Comme dans tout conte, le héros affronte des épreuves ; à chaque nouvelle repousse succède un partiel dessèchement de l'épi ; entre enthousiasme et déréliction le vieillard et le chien doivent se battre : contre les rats affamés qu'ils finissent par manger ; contre les loups que l'aïeul parvient à repousser par la seule force de son regard. Sentant venir leur fin, il tire au sort qui des deux survivra et enterrera l'autre : la pièce le désigne. Le vieillard creuse alors leur tombe et s'y allonge. Un temps reviennent la pluie et les villageois ; ils découvrent, sous le cadavre du chien, le corps de l'aïeul enlacé par les racines du plant de maïs : à moitié pourri il porte cependant sept beaux grains que sept jeunes garçons plantent dans sept champs.

Ce chiffre sept, signe traditionnel du merveilleux, n'est pas le seul. Yan Lianke multiplie les synesthésies : la respiration du jeune plant rassérène l'homme et le chien au crépuscule ; le vieillard pèse la lumière, écoute « le grondement sourd des rayons », les fouette pour en briser l'ardeur, façons poétiques d'exprimer la conception chinoise de l'univers dont tous les éléments sont interconnectés ; clin d'œil à Baudelaire aussi… L'aïeul et ce chien qui verse des larmes humaines ne sont que deux formes de l'énergie vitale et l'un peut se réincarner en l'autre. Le vieillard possède des pouvoirs magiques, une extraordinaire force mentale et une résistance physique inimaginable à son âge. Sa volonté de vivre et sa pugnacité le haussent au-delà de la condition humaine, jusqu'à défier le soleil qu'il invective : « crois-tu que tu puisses triompher de moi ? (…) Je suis ton aïeul, voyons! »
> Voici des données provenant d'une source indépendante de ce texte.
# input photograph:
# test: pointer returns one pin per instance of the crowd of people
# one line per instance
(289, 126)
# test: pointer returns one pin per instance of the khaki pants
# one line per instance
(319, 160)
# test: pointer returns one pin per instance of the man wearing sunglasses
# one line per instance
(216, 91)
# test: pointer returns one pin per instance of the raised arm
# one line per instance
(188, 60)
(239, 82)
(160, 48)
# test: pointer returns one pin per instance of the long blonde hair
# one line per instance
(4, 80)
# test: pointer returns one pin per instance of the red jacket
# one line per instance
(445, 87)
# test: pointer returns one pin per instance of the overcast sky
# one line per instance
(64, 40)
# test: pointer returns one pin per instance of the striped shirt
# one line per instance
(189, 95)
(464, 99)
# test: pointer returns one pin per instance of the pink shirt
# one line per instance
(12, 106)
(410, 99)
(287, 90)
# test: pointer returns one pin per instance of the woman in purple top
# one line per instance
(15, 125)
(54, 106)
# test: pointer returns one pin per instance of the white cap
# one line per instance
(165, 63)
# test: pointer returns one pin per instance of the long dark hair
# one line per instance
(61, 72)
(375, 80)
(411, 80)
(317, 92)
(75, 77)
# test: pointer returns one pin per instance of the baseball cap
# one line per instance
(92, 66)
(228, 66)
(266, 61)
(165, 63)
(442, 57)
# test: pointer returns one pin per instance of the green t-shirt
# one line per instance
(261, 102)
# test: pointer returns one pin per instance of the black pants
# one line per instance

C'est un hymne à la vie : même à un âge avancé l'homme et le chien doivent survivre car ils sont responsables l'un de l'autre. L'existence de chacun de nous ne prend sens que de l'affectueux souci d'autrui et ne trouve sa finalité que de se transmettre : l'aïeul fait don de son dernier souffle à cet épi comme à son enfant. Si « les jours, les mois, les années » s'égrènent inéluctablement, l'auteur invite à la sérénité intérieure : « Mort, où est ta victoire? »

• YAN Lianke. Les jours, les mois, les années. Picquier poche, 2014 (2009), 152 pages.